Saturday, January 24, 2015

Nickels in front of steamrollers? Perhaps not



One the adages coined about fixed-income arbitrage is that it is like "picking up nickels in front of steamrollers." I love the visuals associated with this phrase, but disagree with the premise. This may seem odd coming from someone who has been associated with divergent trading, but I appreciate the unique portfolio features derived from arbitrage or fair value strategies in the fixed-income markets. The evidence also suggest that fixed income arbitrage may have negative skew but also generates positive alpha. The real risk issue may be the exuberance of using leverage to pick up too many nickels and not looking for steamrollers.

Arbitrage trading is essentially a convergent trading strategy and should be uncorrelated with the trend-following found in most CTA's and classified as divergent trading. Fixed income arbitrage can be classified as non-directional or at least the majority of returns is driven by alpha not related mainly from rate moves. Consequently, quasi-arbitrage strategies have important diversification properties for any hedge fund portfolio as especially for those that are looking for market dislocations.

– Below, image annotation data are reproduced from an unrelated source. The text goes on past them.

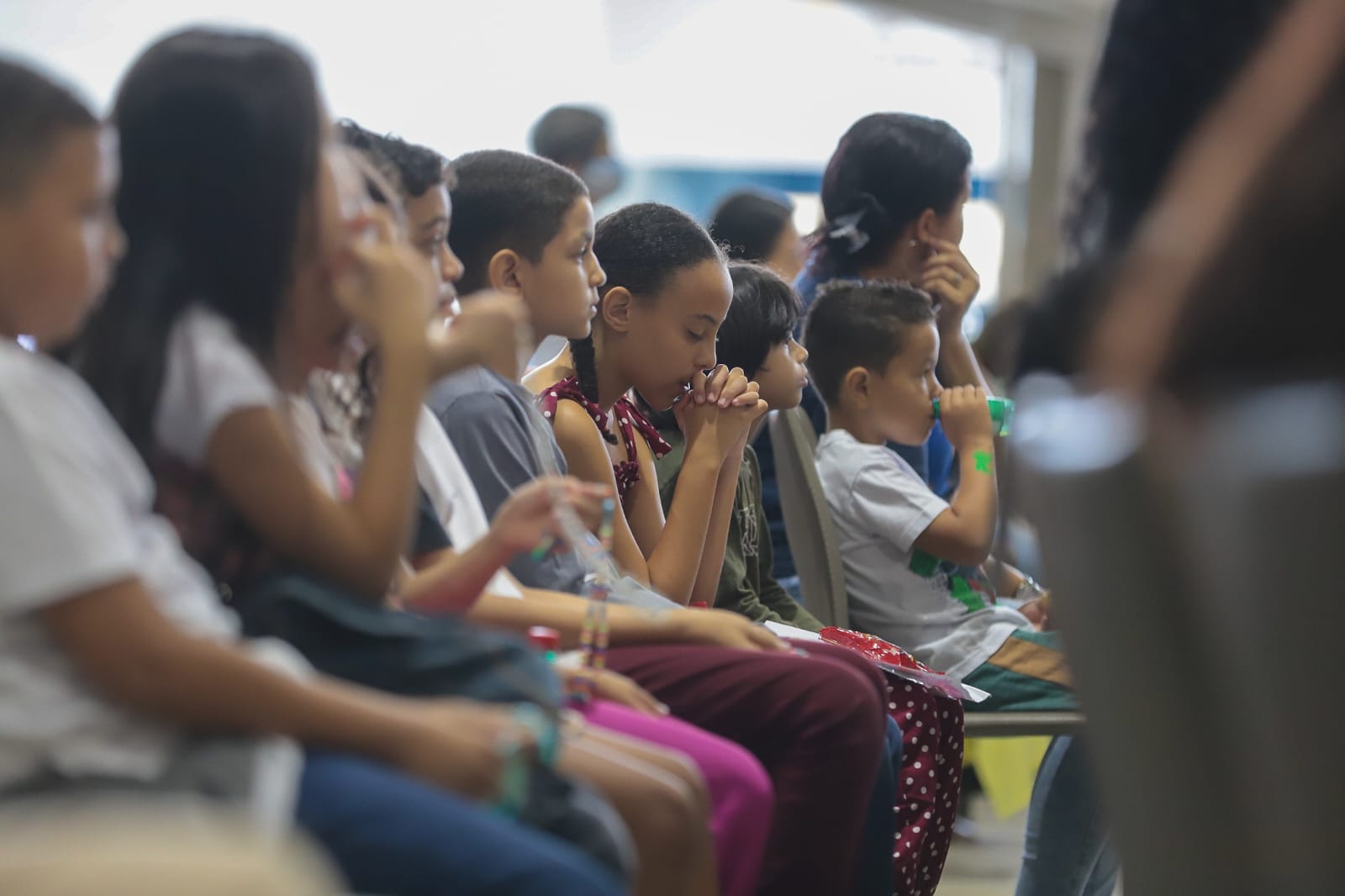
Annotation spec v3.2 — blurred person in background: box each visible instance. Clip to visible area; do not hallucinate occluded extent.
[1017,0,1293,376]
[530,106,623,206]
[755,112,986,598]
[710,190,807,282]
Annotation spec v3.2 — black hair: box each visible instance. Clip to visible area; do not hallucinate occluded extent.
[710,190,794,261]
[570,202,726,424]
[814,112,971,277]
[812,112,971,277]
[715,261,803,377]
[1065,0,1290,255]
[448,150,588,295]
[531,106,607,171]
[1159,59,1345,390]
[803,280,935,405]
[336,119,452,199]
[0,58,98,198]
[1018,0,1290,376]
[74,29,321,460]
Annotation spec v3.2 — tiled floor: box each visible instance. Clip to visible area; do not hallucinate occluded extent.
[939,799,1026,896]
[937,799,1121,896]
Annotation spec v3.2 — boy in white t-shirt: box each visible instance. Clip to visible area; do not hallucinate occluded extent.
[804,282,1119,896]
[0,52,620,896]
[804,282,1074,710]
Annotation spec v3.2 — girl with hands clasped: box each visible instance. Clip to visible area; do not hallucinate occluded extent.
[523,203,767,604]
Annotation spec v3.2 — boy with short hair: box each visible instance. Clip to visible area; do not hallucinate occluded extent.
[804,282,1074,710]
[804,282,1118,896]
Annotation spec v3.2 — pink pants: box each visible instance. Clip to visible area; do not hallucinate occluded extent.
[583,699,775,896]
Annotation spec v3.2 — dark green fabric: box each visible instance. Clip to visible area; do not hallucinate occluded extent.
[963,628,1079,713]
[657,428,822,631]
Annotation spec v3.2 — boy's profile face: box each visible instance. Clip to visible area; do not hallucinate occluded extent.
[0,128,125,345]
[753,336,809,410]
[404,184,462,316]
[865,320,943,445]
[518,197,607,339]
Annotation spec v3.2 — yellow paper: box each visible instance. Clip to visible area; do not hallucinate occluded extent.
[963,737,1051,818]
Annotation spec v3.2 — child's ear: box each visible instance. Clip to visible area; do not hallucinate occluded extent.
[486,249,523,296]
[913,208,943,246]
[599,287,635,332]
[841,367,869,406]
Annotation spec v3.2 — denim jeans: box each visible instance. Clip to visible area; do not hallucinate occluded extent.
[296,752,624,896]
[1015,737,1121,896]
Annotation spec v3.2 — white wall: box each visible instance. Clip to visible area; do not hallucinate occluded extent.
[0,0,1004,170]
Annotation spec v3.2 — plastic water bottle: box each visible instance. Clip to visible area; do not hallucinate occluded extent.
[527,625,561,663]
[933,396,1013,436]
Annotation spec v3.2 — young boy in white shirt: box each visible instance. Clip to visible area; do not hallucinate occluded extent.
[804,282,1073,710]
[804,282,1119,896]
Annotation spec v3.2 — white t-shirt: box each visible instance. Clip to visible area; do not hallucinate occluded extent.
[155,305,284,466]
[816,430,1031,678]
[415,406,523,598]
[0,342,269,787]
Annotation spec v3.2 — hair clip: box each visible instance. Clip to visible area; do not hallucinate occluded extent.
[827,208,869,256]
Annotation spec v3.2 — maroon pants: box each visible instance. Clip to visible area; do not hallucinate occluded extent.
[607,643,886,896]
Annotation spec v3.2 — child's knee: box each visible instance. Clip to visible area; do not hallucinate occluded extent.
[625,770,710,854]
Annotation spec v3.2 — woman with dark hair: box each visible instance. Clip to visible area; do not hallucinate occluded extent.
[710,190,805,282]
[1018,0,1293,376]
[756,112,986,592]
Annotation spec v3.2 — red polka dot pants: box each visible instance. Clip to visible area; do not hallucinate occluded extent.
[886,672,963,896]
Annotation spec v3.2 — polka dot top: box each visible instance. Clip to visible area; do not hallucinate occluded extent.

Focusing on fixed-income trading, we can identify a number of fair value strategies that have different distribution and portfolio characteristics. This is review in a Bank of Canada paper. These include: swap spread, yield curve, mortgage, volatility, and capital structure arbitrage. This work suggests that there is significant alpha capture with these strategies after accounting for stock and bond moves. However,  they also find that the more complex or sophisticated arbitrage strategies produce more alpha than simple strategies. Skill matters. Holding these unique skill driven strategies in a portfolio is beneficial especially if the alternatives in the portfolio are directional strategies.

Our view is that arbitrage strategies become dangerous when they are over-levered and do not account for distribution properties like negative skew. Skill matters, but the key to fixed income is understanding whether the trade is liquidity or event driven. If the premium from trading is based on liquidity, there is the threat that liquidity will not be available when needed. If the threat is event driven, there is the risk that a surprise event will drive price further away from fair value. Over leverage  increases the liquidity exposure and event exposure. If there is a high level of risk to liquidity and event risk, then other strategies have to be held that improve with changes in event risk. Versus the fixed income market, this means holding something that does well when there is more global macro dislocations.